Let me be equally clear on this point: I do think birth
control is the best way to avoid having to make that awful choice. And
scientific opinion about whether a drug or device that prevents pregnancy does
so by preventing implantation of a fertilized egg or by preventing
fertilization is more unclear that some folks are willing to admit. And the
scientific opinion of laypeople (not scientists) such as the Hobby Lobby family
doesn’t carry a whole lot of weight in my eyes.
So what are we faced with in this case? A group of
non-scientists, the Green family, are attempting to impose their understanding
of birth control technology and their religious beliefs (nothing that could
lead to termination of a pregnancy regardless of the situation of the
pregnancy) on their employees, regardless of the understandings and beliefs of
those employees. And in doing so, they impose their religion on their
employees. If an employee needs an IUD to prevent pregnancy and the employee in
consultation with their pastor or faith leader finds no problem with IUDs, but
it is not covered by employee health insurance (thus making it unaffordable),
the company is imposing its religious beliefs. The Greens are saying their religious
beliefs are more important than the religious beliefs of their employees.

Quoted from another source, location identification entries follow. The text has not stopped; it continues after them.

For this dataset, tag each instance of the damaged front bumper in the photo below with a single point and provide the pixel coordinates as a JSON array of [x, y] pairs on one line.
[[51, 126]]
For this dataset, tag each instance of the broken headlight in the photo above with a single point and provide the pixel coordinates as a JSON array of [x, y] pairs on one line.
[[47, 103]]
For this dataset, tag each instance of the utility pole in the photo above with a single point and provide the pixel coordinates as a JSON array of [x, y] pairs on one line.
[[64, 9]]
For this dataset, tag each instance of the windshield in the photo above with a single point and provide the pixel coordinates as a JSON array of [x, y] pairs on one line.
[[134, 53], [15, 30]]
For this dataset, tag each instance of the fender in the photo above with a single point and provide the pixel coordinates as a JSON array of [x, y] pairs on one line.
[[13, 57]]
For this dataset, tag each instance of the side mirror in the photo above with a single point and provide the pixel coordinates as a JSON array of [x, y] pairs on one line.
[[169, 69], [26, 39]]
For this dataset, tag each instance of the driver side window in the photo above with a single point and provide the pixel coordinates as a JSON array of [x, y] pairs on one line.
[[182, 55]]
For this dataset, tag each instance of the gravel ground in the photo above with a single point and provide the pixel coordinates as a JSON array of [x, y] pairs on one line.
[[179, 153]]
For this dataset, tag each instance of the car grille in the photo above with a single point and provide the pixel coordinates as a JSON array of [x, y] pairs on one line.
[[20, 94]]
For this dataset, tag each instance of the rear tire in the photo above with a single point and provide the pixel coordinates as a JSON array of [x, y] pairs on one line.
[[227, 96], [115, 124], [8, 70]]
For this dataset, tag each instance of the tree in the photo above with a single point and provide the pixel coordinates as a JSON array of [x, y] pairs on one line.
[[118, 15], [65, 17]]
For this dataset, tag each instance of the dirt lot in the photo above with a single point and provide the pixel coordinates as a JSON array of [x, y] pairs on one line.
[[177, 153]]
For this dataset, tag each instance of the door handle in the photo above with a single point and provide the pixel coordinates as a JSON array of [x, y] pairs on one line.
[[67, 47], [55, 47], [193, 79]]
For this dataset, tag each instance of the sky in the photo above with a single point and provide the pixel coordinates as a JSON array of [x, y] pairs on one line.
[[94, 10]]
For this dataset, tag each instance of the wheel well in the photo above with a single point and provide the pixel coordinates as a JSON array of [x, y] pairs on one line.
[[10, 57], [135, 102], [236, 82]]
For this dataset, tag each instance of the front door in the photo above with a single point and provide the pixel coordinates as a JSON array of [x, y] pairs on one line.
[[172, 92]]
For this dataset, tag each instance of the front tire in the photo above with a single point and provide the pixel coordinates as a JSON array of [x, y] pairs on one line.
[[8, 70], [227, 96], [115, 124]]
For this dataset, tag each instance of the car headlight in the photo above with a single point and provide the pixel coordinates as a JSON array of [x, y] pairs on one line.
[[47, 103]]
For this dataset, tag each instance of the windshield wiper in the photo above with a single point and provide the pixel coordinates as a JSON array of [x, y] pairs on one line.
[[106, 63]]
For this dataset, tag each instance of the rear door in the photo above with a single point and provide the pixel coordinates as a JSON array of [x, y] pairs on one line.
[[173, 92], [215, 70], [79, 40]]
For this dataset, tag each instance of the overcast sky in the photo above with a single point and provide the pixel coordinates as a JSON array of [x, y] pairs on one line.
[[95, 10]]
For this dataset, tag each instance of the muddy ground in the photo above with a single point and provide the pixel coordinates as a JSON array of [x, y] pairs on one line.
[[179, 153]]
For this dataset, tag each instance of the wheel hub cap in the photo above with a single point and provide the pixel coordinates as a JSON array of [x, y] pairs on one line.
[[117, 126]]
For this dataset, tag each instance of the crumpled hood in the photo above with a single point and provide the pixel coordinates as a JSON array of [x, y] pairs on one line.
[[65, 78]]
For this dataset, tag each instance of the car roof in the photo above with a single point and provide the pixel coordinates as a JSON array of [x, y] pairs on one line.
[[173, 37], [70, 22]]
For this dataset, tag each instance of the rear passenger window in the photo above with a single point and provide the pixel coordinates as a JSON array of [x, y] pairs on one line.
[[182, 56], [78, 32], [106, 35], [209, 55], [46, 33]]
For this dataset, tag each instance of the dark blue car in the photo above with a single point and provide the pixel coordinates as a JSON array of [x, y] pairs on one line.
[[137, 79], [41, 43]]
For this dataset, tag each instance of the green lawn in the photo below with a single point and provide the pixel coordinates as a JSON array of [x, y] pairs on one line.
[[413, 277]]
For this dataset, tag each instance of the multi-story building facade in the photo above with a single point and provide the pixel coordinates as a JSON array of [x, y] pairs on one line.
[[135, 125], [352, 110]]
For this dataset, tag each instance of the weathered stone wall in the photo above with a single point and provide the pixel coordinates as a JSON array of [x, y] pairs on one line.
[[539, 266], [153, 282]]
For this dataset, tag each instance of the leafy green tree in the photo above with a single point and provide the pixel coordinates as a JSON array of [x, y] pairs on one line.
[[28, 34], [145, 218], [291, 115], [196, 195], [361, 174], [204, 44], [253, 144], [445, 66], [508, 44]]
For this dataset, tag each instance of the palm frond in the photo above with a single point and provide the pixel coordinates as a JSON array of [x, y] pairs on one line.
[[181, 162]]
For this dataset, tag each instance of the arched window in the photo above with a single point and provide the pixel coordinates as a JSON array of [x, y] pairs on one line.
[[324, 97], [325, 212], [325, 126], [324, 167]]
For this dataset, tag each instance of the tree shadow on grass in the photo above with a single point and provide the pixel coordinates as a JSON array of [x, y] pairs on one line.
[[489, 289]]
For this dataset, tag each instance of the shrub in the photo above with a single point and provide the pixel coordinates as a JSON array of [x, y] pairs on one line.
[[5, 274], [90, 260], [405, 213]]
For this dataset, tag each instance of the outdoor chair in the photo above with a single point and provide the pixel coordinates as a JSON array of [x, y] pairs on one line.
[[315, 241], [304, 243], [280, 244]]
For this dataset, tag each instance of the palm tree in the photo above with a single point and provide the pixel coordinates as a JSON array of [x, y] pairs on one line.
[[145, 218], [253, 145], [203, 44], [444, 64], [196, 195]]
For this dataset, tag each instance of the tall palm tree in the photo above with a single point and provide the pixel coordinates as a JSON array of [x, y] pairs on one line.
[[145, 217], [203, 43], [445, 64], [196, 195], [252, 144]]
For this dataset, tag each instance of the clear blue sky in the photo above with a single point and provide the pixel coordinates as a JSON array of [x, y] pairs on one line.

Their
religious freedom is more important than the religious freedom of their
employees.
Isn’t this why the framers put the first amendment to the
Constitution in such stark terms – it defines an absolute freedom of belief. No
laws can be passed by Congress to hinder anyone’s right to practice their
religion. Even if we find some elements of their religion strange or
problematic. Even if we disagree with their theology.
Because the framers believed that the state has a compelling
interest in protecting this fundamental freedom. And because if this freedom is
compromised, others can be compromised as well, and then we are back in a world
where the powerful define what we believe and we have no choices.
So what does this look like on the ground? We do not force
Jehovah’s Witnesses to have blood transfusions, even though it may not make
sense to us, because it is a fundamental religious belief.
Nor do we force
people to “pull the plug” on those in a persistent vegetative state, even though
we may believe that this is simply painfully prolonging a life through
technology when it is time for that soul to return to its Maker, if the loved
ones of that person are in agreement that their faith says this is wrong. Nor
do we force people to terminate pregnancies when prenatal testing has revealed
grievous medical problems that inevitably will lead to death, because for some
people, such termination is a sin against God.
No. We let them make medical choices in partnership with
their pastor or spiritual advisor and their medical team. We trust them to make
those choices, and we do not force them to make choices that are not congruent
with what they believe. But this is what the Greens, the Hobby Lobby folks,
have done. Instead of law, they want to use economics, but the net result is
the same: we lose the power to use our free will to make choices that align
with our beliefs. And that is un-American. It is also un-Christian.
When someone says “these are the parameters I’ve decided are
appropriate to limit your free will,” they are putting themselves higher than
our Creator. God didn’t limit our free will, even though we gave ample cause
for our Maker to do so, over and over again. God gave us commandments, but God
also gave us choice.
The women who work for Hobby Lobby don’t need their
employers to act as God, defining how they can choose (within the limits of the
law). If we trust that all of us are
given free will and the power of reason and God’s grace, we must respect
women’s choices. After all, God does.